To compare different experiments and generate a report, follow these steps:

  1. Switch to the Main Branch:

    Before generating a report, switch back to the main branch:

    1
    
    dvc exp switch main
    
  2. Compare Experiments:

    Use the dvc exp diff command to compare experiments and generate a report:

    1
    
    dvc exp diff experiment_1 experiment_2 experiment_3 -o comparison_report.html
    

    This command compares the specified experiments (experiment_1, experiment_2, and experiment_3) and generates a report named comparison_report.html.

  3. View the Report:

    You can view the generated report in your web browser. Simply open the HTML file:

    1
    
    open comparison_report.html  # On macOS
    

    The report provides a detailed comparison of the specified experiments, including metrics, code changes, and data dependencies.

Customizing the Report

DVC allows you to customize the report by specifying the information you want to include. You can choose to focus on specific metrics, code changes, or data dependencies based on your project’s requirements.

Here’s an example of customizing the report to include specific metrics:

1
dvc exp diff experiment_1 experiment_2 experiment_3 -m accuracy -o custom_report.html

In this command, we specify the -m flag followed by the metric name (“accuracy”) to focus on that specific metric in the report.

Using Reports for Decision-Making

Experiment comparison reports generated by DVC are invaluable for making informed decisions about model improvements, algorithm changes, or data preprocessing steps. These reports provide a clear overview of how different experiments perform and help you identify the most promising approaches.

Conclusion

By following this guide, you can harness the full potential of Data Version Control (DVC) to not only track experiments but also generate insightful reports. These reports will significantly enhance your machine learning project’s decision-making process, offering a powerful tool for data scientists and machine learning engineers to optimize models and achieve superior results.

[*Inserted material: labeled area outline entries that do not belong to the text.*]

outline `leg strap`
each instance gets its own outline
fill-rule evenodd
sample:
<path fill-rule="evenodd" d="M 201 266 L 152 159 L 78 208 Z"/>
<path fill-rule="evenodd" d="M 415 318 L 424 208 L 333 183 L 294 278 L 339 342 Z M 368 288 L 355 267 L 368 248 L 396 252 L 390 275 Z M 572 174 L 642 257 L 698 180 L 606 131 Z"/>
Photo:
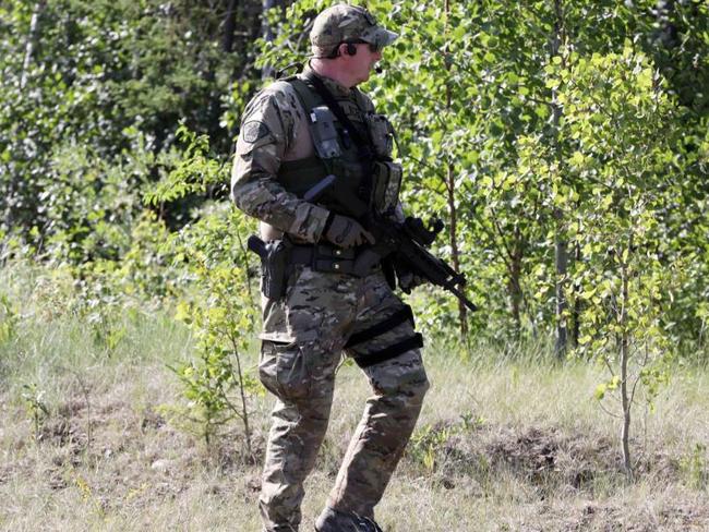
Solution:
<path fill-rule="evenodd" d="M 373 353 L 362 354 L 360 356 L 354 356 L 354 362 L 360 367 L 369 367 L 374 364 L 380 364 L 389 359 L 394 359 L 399 354 L 406 353 L 411 349 L 422 348 L 423 347 L 423 337 L 421 332 L 417 332 L 410 338 L 407 338 L 404 341 L 395 343 L 382 351 L 375 351 Z"/>
<path fill-rule="evenodd" d="M 401 325 L 404 322 L 411 322 L 411 325 L 413 325 L 413 311 L 411 311 L 409 305 L 405 305 L 404 309 L 395 312 L 384 322 L 373 325 L 369 329 L 353 334 L 350 336 L 349 340 L 347 340 L 345 348 L 351 348 L 352 346 L 357 346 L 363 341 L 382 336 L 384 332 L 388 332 L 394 327 Z"/>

DVC provides a robust solution for managing both data and code in your machine learning projects. When seamlessly integrated with DVC’s built-in experiment tracking, you gain the capability to efficiently track, compare, and analyze diverse experiments. This integration streamlines collaboration and project management, transforming your workflow into a well-organized and efficient environment.

By implementing these practices, you’ll establish a strong foundation for your machine learning endeavors, empowering you to make data-driven decisions and continually enhance your models for better performance and results.